C’est surtout la façon dont nous nous le représentons qui a attiré votre attention…
Oui. À quel imaginaire renvoie notre perception du déchet ? Pour quelles raisons est-il si inconvenant, repoussant, abject et obscène ? Pourquoi, à l’image des choses que nous refoulons dans notre inconscient – sorte de poubelle de l’âme –, semblons-nous mettre en place des mécanismes de refoulement de nos déchets ? Nous avons aujourd’hui, dans nos sociétés industrielles, des difficultés à nommer le déchet, à trouver que c’est un sujet sérieux. Si l’approche que propose Dagognet permet de réhabiliter ce type de matière comme objet légitime d’investigation, elle fait surtout l’objet d’une interrogation que l’on peut qualifier de symptomale : il s’agit de se demander ce que nous rejetons exactement, de quoi notre dégoût du déchet est le symptôme. Ce faisant, les humains se posent surtout des questions sur eux-mêmes. Ce n’est donc pas seulement un sujet limité au domaine technique mais c’est aussi un sujet d’étude et de recherche en sciences humaines. Et j’ai voulu creuser plus spécifiquement la réflexion philosophique, qui me semblait peu abordée.
D’où vient ce faible intérêt de la philosophie pour le détritus ?
La philosophie ne s’en empare pas car ce qu’elle investit, c’est le champ du stable, de ce qui est « un », de l’essence. Dès lors, ce qui s’étiole, se fragmente et se dégrade ne constitue pas un objet d’étude valable. La matière détritique est repoussante, elle entraîne un processus de corruption. C’est en ce sens que Platon, dans le « Parménide », évince la saleté et les excrétas du champ de la pensée, parce qu’il ne peut en saisir l’essence. Or François Dagognet montre, au contraire, qu’en portant de l’attention à cette matière, nous pouvons accroître notre connaissance. De plus, la gestion des déchets soulève des questions éthiques et politiques, elle mobilise le registre des normes et des valeurs.
Comment le définiriez-vous ?
C’est d’abord une notion ambiguë. En droit romain, le déchet est « res derelicta » : des choses ayant appartenu à quelqu’un mais qui ont été abandonnées par leur propriétaire.
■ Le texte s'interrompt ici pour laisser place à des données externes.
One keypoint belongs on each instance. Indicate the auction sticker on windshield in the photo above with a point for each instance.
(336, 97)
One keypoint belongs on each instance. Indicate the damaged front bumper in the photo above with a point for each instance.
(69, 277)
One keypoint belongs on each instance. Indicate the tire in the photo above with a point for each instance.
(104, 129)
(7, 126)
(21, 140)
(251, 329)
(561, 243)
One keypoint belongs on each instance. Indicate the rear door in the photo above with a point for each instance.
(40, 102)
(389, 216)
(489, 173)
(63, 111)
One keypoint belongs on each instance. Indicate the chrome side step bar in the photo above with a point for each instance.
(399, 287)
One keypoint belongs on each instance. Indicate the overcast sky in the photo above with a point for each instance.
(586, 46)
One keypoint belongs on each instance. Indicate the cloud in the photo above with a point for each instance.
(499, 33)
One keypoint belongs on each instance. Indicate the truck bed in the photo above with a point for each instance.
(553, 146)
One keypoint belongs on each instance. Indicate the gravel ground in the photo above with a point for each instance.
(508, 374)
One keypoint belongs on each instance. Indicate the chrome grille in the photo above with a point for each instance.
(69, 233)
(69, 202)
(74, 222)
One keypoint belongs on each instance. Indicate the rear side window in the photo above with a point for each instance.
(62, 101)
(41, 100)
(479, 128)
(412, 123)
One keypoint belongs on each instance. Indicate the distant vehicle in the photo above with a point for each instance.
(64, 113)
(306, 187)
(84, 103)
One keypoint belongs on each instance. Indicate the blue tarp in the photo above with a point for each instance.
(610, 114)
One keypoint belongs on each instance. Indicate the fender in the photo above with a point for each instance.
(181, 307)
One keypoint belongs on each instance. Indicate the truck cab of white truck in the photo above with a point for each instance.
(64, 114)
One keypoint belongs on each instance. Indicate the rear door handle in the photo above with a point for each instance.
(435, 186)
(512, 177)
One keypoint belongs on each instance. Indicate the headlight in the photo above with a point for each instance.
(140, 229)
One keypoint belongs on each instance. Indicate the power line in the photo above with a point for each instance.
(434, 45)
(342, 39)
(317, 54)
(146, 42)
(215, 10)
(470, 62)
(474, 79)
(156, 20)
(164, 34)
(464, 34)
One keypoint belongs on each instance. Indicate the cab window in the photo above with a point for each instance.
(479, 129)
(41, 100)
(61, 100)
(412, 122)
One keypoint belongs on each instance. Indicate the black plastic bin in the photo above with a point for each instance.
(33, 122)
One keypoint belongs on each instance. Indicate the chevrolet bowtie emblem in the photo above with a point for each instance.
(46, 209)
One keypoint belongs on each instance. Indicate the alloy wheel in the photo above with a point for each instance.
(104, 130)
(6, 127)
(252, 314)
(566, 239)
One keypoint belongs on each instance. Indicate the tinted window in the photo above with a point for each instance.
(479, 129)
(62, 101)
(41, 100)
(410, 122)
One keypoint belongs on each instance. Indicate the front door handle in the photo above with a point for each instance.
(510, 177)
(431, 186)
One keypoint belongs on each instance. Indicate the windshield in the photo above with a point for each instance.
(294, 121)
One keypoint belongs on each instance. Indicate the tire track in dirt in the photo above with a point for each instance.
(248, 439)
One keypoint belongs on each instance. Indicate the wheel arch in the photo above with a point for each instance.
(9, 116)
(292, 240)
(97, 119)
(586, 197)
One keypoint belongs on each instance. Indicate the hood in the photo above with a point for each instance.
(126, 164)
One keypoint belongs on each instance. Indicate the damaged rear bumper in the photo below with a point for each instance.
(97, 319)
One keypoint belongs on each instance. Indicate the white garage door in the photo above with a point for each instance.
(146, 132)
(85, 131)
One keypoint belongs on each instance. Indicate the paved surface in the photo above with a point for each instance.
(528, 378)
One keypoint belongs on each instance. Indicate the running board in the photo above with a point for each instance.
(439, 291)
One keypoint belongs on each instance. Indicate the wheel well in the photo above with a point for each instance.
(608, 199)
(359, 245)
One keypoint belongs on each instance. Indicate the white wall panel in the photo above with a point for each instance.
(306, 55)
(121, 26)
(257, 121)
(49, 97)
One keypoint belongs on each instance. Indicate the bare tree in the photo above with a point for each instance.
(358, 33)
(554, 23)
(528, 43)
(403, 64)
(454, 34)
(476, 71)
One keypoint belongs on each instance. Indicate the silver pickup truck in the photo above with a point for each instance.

C’est un « bien sans maître ». Mais ce statut est provisoire, en suspens, en attendant (ou non) de réintégrer une sphère d’usage ou un circuit marchand, d’être considéré comme utile et réapproprié. Il est donc ambigu dans le sens où c’est un rebut qui peut devenir une ressource. De plus, cette catégorie est évolutive : il n’y a pas de déchet en soi. Il dépend de la gestualité qui va le faire devenir comme tel. Son statut est ainsi profondément mouvant, selon les périodes historiques, les imaginaires sociaux, les représentations culturelles, les zones géographiques. Cela rend sa définition d’autant plus complexe. J’ajoute que cette mouvance, « cette situation apatride d’être une chose et puis une autre (ou de n’être à chaque instant ni une chose ni une autre) [qui] symbolise le déchet »2, confère à ce dernier un caractère menaçant. Il appartient à la catégorie du transitoire, en voie de décomposition, sans être tout à fait réduit au néant. Une transition d’un état à un autre qui le rend indéfinissable. À cet égard, le déchet représente une anomalie, « quelque chose qui n’est pas à sa place ».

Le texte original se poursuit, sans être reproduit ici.